Como en ese frío día de febrero, cuando le enzarzaron en una memorable disputa a propósito de una cuarteta de juventud llegada a los oídos de un envidioso. Ese día, el divan es un hervidero de letrados con turbante. El monarca, plenamente satisfecho, contempla su corte con beatitud.


Cuando Omar llega, el debate está ya entablado sobre un tema que apasiona en ese momento a los hombres de religión. «¿Podría haberse creado mejor el Universo?» Aquellos que responden «sí» son tachados de impíos, puesto que insinúan que Dios no cuidó suficientemente su obra. Los que responden «no» son tachados igualmente de impíos, puesto que dan a entender que el Altísimo sería incapaz de hacerlo mejor.
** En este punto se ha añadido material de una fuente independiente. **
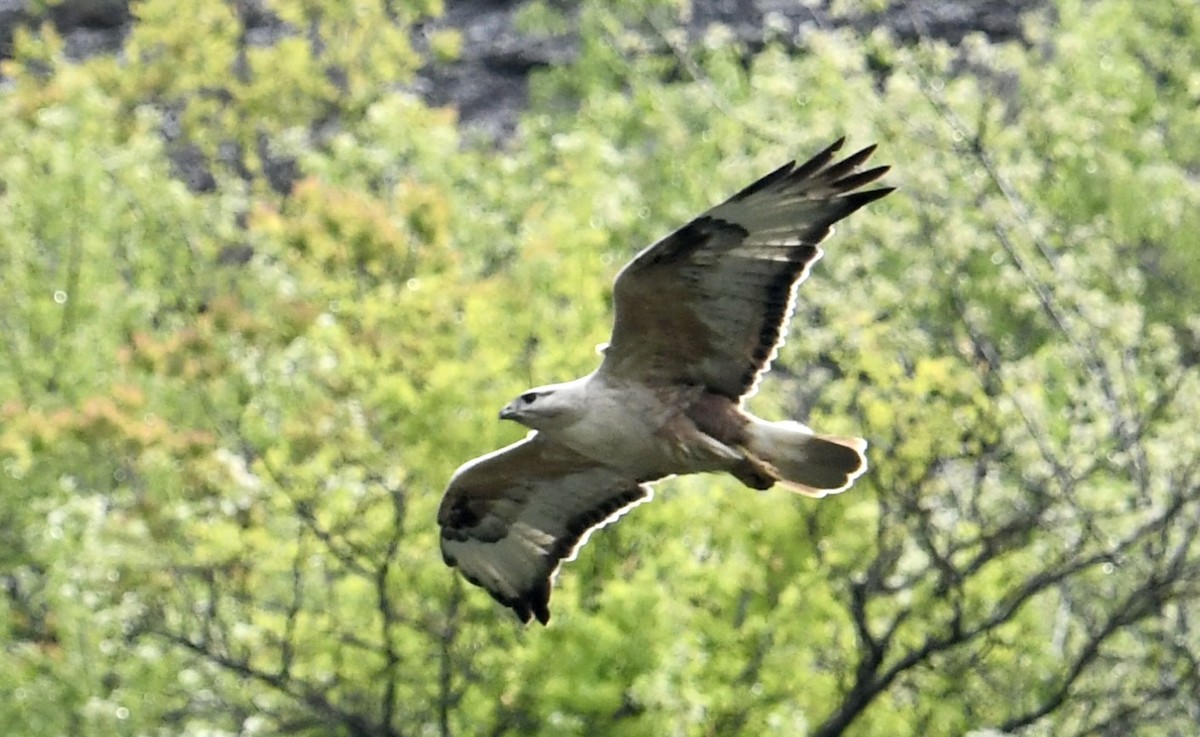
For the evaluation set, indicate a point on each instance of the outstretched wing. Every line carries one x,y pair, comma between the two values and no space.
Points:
709,304
510,517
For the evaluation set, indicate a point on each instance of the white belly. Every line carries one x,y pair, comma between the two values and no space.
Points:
643,431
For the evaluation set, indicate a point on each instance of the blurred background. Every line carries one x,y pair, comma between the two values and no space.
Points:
269,269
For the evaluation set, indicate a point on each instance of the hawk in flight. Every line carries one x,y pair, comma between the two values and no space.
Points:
699,318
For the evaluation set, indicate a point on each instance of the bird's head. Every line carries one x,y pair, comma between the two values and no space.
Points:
543,408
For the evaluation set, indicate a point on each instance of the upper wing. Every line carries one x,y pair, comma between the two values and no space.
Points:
709,304
511,516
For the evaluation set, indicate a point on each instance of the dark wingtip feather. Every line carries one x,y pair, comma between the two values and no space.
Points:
852,181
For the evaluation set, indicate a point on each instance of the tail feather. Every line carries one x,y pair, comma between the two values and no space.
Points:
805,462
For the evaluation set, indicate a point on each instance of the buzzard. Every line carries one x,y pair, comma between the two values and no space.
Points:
699,317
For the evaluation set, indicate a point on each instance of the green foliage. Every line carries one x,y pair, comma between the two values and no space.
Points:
226,417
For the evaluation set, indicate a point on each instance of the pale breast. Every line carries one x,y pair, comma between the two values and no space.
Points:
645,430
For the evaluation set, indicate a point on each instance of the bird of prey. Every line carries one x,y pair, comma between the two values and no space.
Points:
700,316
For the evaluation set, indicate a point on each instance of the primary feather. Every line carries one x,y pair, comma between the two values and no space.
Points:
700,316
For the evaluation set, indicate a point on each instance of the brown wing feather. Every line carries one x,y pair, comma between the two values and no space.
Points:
510,517
709,304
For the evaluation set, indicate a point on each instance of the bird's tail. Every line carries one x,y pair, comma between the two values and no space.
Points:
804,462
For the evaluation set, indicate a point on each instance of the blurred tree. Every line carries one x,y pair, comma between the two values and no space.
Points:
227,412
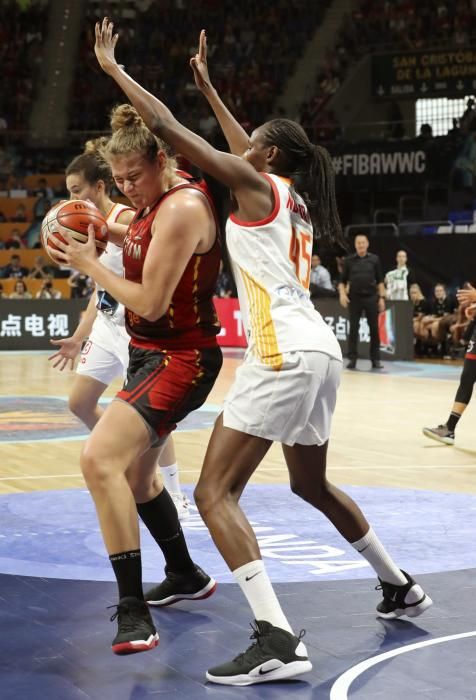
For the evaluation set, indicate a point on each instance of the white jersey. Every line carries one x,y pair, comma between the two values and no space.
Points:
271,261
112,260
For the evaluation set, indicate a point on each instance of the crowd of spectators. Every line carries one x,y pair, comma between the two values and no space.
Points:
373,26
249,60
22,33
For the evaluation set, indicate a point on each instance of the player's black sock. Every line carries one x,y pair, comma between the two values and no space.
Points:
160,517
128,570
452,421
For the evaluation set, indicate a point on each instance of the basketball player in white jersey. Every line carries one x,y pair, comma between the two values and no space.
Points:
105,354
286,388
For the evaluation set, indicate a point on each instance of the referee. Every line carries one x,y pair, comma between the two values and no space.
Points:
362,289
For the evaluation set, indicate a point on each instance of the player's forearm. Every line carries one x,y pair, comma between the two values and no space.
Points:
156,115
117,233
130,294
236,136
85,326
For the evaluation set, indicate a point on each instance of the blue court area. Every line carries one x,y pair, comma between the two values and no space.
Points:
55,587
54,534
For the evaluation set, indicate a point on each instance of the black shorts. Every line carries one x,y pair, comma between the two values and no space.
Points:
165,386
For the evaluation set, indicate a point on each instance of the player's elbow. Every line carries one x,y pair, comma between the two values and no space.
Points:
160,125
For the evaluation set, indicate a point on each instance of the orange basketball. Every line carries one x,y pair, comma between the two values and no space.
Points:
75,215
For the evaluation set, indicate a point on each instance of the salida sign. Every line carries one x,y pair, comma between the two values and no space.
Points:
424,73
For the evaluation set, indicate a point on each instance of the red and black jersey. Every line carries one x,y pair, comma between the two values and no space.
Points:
190,320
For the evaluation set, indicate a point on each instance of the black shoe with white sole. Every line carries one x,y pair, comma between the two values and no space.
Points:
196,585
409,599
441,434
275,655
136,630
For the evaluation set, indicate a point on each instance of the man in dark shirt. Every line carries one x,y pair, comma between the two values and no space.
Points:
362,289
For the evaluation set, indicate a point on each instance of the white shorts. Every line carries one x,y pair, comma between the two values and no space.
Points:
292,405
105,355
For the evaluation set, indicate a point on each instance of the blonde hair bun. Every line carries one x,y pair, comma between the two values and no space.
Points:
125,116
94,147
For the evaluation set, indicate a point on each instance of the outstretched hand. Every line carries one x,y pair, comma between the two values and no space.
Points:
68,350
105,45
466,295
198,63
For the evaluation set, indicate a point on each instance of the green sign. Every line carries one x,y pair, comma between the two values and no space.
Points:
424,74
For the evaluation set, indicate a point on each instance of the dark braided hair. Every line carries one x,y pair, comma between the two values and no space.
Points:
310,168
91,165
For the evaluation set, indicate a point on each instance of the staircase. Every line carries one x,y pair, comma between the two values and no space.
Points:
49,117
303,80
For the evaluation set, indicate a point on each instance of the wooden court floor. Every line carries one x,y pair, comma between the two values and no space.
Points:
376,439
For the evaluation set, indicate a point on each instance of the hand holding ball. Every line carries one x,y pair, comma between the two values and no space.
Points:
75,216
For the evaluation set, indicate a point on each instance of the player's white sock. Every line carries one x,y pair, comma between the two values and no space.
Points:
256,586
170,477
373,550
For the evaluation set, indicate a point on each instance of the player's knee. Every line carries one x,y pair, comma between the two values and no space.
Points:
80,408
206,498
312,492
96,471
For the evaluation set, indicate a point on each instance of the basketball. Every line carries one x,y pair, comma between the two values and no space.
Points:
75,215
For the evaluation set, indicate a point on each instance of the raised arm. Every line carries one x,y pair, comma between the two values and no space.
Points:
235,135
251,190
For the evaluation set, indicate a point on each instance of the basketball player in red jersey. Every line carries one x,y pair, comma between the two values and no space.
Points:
105,355
171,257
283,192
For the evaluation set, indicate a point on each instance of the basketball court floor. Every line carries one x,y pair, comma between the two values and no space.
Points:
56,582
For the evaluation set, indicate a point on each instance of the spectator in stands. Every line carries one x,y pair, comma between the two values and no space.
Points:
42,270
398,281
42,189
224,286
21,291
81,285
421,308
14,240
15,268
468,116
441,317
426,132
320,284
20,214
47,291
459,327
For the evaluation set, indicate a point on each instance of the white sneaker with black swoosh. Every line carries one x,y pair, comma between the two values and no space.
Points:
274,655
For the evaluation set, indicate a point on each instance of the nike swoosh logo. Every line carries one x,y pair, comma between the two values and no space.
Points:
248,578
268,670
363,550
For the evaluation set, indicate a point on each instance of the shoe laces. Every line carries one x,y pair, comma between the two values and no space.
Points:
253,648
125,620
256,647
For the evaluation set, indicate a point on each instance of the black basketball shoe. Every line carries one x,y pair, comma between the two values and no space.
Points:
409,599
276,654
194,586
440,433
136,631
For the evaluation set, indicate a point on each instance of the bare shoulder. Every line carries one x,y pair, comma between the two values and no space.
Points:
125,216
186,202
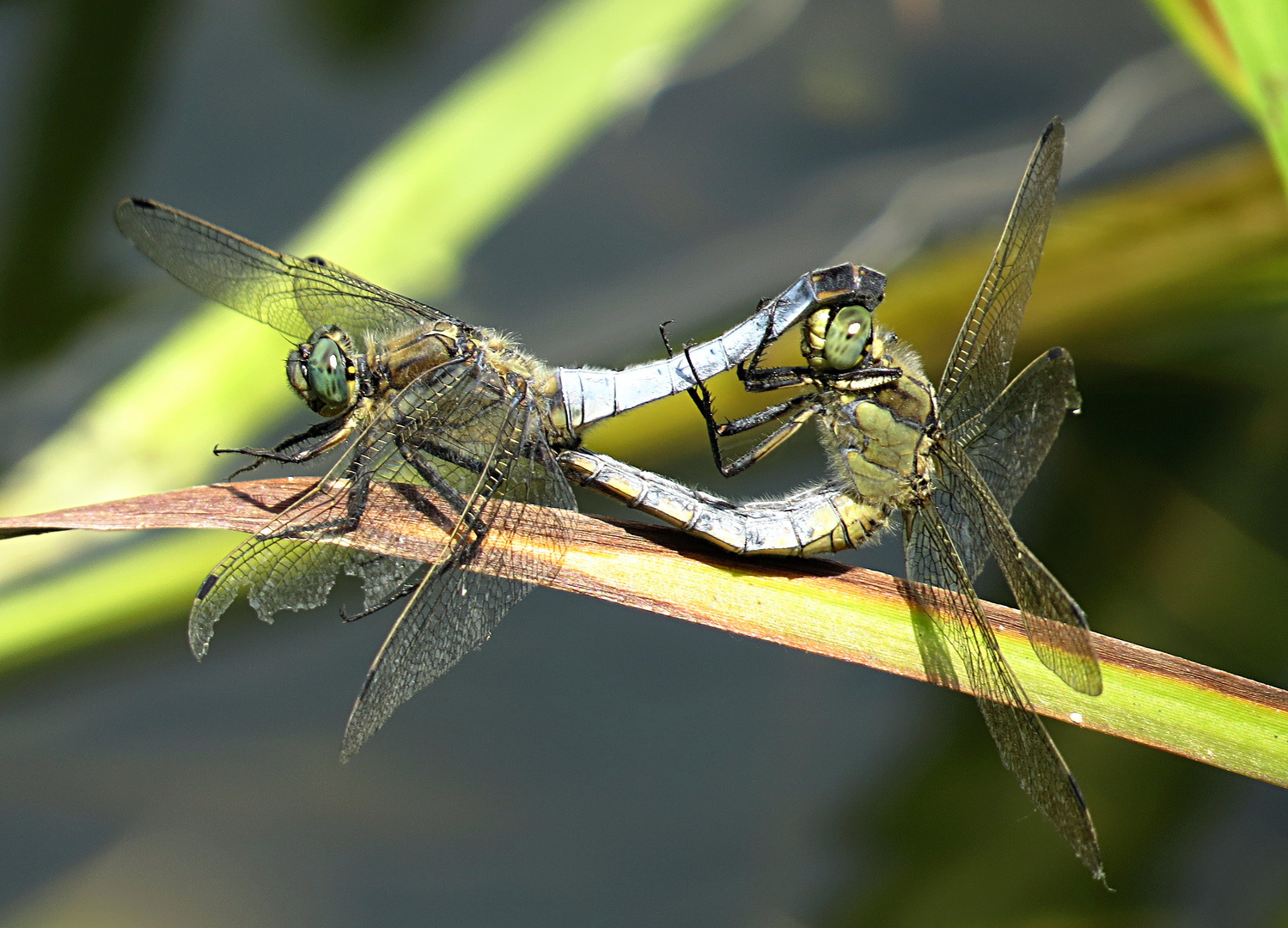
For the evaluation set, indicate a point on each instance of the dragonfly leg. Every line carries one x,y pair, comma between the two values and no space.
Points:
333,432
446,491
803,409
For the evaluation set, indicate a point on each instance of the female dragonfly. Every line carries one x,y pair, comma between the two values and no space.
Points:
952,461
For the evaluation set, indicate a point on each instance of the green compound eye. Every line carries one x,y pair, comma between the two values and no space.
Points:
848,335
327,374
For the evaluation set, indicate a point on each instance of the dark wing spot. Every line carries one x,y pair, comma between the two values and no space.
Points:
206,585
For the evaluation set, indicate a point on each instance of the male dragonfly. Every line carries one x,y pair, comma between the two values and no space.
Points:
952,461
418,399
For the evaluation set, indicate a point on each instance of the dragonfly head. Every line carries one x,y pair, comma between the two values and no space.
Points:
322,371
838,338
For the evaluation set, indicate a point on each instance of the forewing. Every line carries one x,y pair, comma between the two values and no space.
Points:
1053,621
296,296
1009,440
286,565
946,595
462,597
980,360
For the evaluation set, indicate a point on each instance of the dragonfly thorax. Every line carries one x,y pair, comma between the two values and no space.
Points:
323,373
882,437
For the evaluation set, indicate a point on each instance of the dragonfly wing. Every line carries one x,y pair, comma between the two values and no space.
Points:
980,360
296,296
500,445
1053,621
946,595
1010,438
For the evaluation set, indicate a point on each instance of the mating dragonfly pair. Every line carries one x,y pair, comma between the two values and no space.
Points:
413,397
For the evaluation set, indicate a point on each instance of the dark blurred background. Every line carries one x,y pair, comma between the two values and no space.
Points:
594,765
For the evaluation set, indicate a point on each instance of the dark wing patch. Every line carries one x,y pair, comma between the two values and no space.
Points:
979,363
946,595
1009,440
296,296
284,566
1055,624
462,597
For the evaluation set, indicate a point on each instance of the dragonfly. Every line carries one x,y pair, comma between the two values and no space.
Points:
952,461
456,415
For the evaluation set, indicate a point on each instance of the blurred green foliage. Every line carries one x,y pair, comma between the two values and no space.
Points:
95,61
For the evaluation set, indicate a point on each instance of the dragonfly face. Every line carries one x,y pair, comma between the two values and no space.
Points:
323,371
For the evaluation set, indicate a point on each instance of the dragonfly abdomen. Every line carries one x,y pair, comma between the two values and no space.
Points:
815,521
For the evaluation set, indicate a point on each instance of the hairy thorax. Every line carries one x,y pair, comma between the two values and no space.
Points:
882,436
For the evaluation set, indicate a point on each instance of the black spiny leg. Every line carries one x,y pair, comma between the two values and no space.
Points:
803,409
330,430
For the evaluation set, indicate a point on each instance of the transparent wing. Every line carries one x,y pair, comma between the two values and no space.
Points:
461,598
296,296
980,360
946,595
1055,624
284,566
1010,438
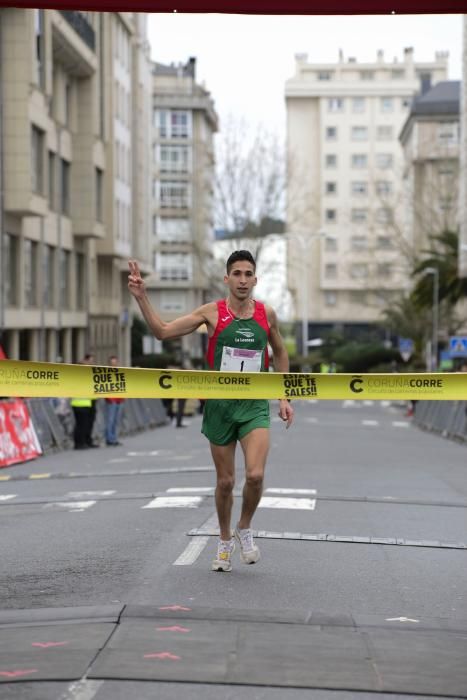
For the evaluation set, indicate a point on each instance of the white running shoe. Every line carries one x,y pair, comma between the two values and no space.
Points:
223,560
249,552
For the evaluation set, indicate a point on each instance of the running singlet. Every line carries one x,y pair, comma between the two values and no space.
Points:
237,345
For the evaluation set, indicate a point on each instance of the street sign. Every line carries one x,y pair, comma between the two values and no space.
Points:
458,346
406,347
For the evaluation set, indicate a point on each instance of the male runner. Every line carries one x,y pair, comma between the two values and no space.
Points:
239,330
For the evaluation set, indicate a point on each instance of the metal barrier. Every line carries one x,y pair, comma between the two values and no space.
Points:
448,418
54,421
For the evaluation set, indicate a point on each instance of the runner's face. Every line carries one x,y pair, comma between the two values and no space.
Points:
241,280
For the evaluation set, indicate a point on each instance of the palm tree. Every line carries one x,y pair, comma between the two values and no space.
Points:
442,255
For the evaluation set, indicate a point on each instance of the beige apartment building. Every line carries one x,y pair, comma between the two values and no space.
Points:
345,218
184,123
430,140
75,202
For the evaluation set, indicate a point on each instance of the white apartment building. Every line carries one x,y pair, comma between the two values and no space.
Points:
344,219
184,123
71,87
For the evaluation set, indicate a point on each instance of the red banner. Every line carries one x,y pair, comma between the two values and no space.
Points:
18,439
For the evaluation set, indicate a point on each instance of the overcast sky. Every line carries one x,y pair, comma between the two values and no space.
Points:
244,60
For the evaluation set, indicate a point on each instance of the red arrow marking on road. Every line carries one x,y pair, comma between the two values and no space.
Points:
18,672
162,655
175,628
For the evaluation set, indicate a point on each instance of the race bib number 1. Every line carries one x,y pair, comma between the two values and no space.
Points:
239,360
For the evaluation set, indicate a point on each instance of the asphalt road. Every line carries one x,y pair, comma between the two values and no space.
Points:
107,591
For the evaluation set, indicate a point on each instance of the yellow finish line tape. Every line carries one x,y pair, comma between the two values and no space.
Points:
43,379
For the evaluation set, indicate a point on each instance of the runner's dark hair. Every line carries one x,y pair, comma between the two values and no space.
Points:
238,255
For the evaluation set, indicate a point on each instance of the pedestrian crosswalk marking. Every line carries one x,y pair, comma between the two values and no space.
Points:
288,503
175,502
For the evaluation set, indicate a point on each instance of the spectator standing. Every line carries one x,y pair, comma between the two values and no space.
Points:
113,409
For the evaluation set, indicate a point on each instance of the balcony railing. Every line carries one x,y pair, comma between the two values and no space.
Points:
81,26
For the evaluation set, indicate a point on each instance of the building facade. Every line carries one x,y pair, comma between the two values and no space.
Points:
345,218
430,140
71,103
184,123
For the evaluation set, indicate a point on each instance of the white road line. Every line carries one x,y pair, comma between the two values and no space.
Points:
192,489
192,552
76,506
174,502
288,503
88,494
301,492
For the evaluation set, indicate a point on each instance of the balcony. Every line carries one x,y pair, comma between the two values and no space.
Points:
79,23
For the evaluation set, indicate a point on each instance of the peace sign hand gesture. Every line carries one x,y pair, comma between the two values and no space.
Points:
135,281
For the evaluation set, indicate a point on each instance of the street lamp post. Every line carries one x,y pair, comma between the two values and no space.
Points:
304,240
434,342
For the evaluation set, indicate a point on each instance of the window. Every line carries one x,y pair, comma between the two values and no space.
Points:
335,104
174,195
99,195
30,272
48,276
64,187
39,32
359,133
10,269
384,215
383,160
174,159
384,133
80,262
386,104
359,188
359,216
180,124
173,230
162,119
174,266
52,181
359,270
384,270
358,297
359,160
359,243
383,243
383,187
173,301
448,134
358,105
64,277
37,160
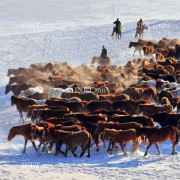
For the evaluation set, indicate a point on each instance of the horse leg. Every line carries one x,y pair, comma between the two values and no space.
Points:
97,141
83,151
134,52
39,146
140,53
33,143
174,147
150,144
157,147
21,115
67,149
51,145
60,145
109,146
114,144
122,147
73,151
44,144
25,144
57,148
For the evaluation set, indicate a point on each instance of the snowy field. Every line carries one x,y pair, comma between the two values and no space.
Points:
57,30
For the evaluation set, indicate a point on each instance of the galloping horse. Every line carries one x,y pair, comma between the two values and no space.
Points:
22,105
140,32
100,61
25,131
156,135
117,31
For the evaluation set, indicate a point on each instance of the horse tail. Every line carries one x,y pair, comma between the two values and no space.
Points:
177,137
89,144
89,140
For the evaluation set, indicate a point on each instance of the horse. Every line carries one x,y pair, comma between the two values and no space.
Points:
22,105
117,31
74,139
140,32
100,61
113,125
155,135
25,131
121,137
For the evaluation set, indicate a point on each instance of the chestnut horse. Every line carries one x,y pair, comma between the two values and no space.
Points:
156,135
22,105
121,137
74,139
25,131
113,125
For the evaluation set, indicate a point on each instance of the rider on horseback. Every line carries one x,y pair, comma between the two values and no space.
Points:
104,53
118,24
140,24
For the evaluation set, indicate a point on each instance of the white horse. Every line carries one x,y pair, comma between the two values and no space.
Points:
100,61
140,32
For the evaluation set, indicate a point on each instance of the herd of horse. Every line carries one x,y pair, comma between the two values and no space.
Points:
84,105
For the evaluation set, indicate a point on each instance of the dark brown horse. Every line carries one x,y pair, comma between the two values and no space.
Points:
156,135
73,140
121,137
25,131
113,125
22,105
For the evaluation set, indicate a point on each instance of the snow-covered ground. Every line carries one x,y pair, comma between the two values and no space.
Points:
77,32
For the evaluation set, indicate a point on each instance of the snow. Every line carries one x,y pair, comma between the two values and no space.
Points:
76,33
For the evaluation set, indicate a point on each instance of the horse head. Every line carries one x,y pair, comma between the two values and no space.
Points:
12,134
8,89
93,60
130,44
145,26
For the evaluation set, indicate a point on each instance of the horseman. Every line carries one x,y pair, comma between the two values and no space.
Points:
104,53
140,24
118,25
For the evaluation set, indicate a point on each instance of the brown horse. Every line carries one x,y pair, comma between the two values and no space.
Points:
140,32
74,139
121,137
113,125
25,131
156,135
22,105
117,31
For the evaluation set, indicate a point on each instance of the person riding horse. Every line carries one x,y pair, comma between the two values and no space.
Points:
104,53
140,29
118,25
140,24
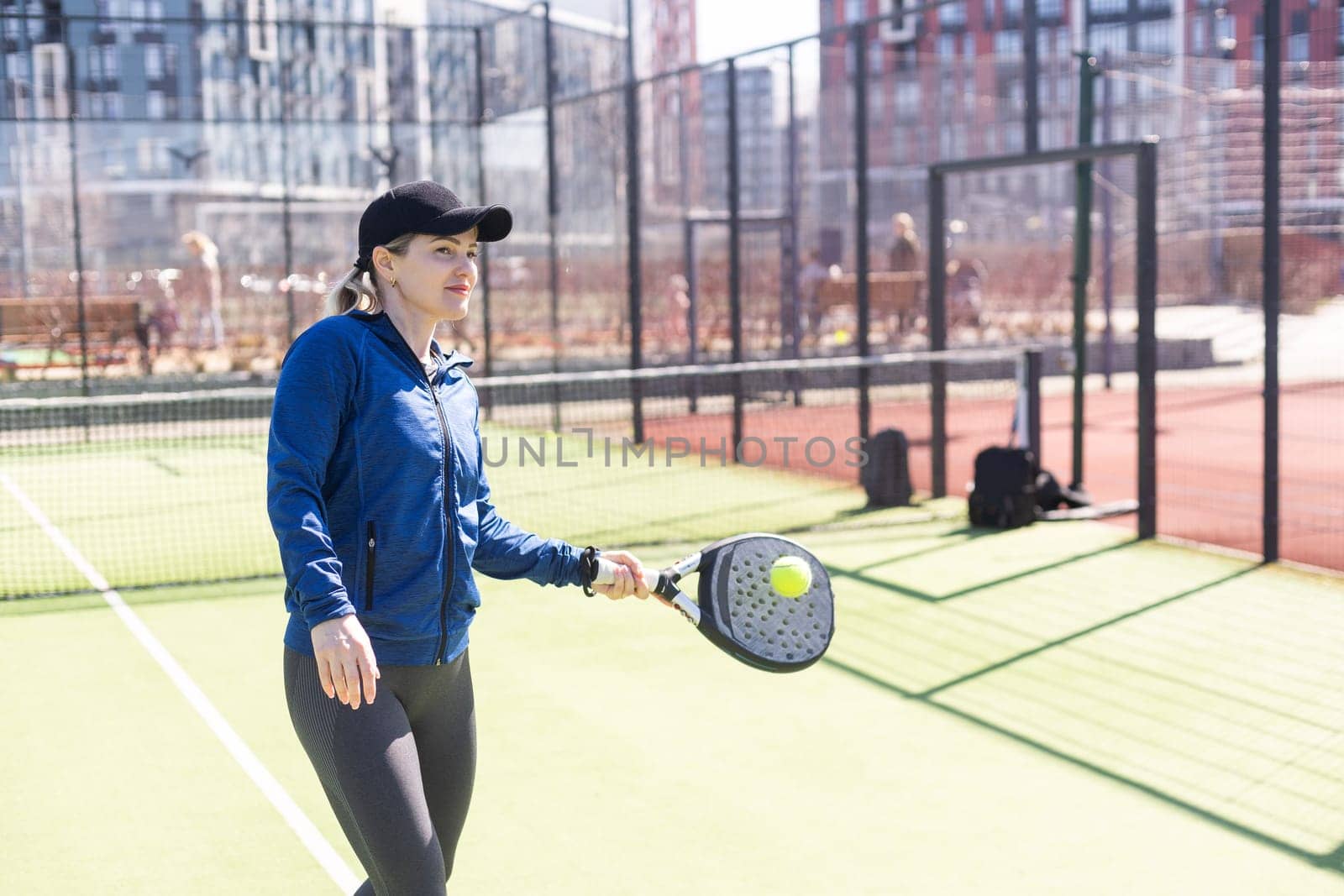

Se discute con pasión, se gesticula. Jayyám se contenta con observar distraídamente la mímica de cada uno. Pero un orador lo no nombra, elogia su sabiduría y le pide su opinión. Omar se aclara la garganta. No ha pronunciado aún una sola sílaba cuando el gran cadí de Merv, a quien nunca le ha agradado la presencia de Jayyám en su ciudad y menos aún las atenciones de las que está constantemente rodeado, salta de su asiento señalándole con un dedo acusador.

– ¡Ignoraba que un ateo pudiera expresar una opinión sobre las cuestiones de nuestra fe!


Omar esboza una sonrisa cansada pero inquietante.

– ¿Qué te autoriza a tratarme de ateo? ¡Espera al menos a haberme oído?

– No necesito oírte. ¿No es a ti a quien se atribuye este verso: «Si castigas con el mal el mal que he hecho, dime ¿cuál es la diferencia entre tú y yo?» El hombre que profiere semejantes palabras ¿no es un ateo?


Omar se encoge de hombros.

– Si no creyera que Dios existe, no me dirigiría a Él.

– ¿En ese tono? -ríe el cadí sarcásticamente.

– Sólo a los sultanes y a los cadíes hay que hablarles con circunloquios. No al Creador. Dios es grande, no necesita para nada nuestros melindres y nuestras pobres zalemas. Me ha hecho pensante y por lo tanto pienso y le entrego sin disimulos el fruto de mi pensamiento.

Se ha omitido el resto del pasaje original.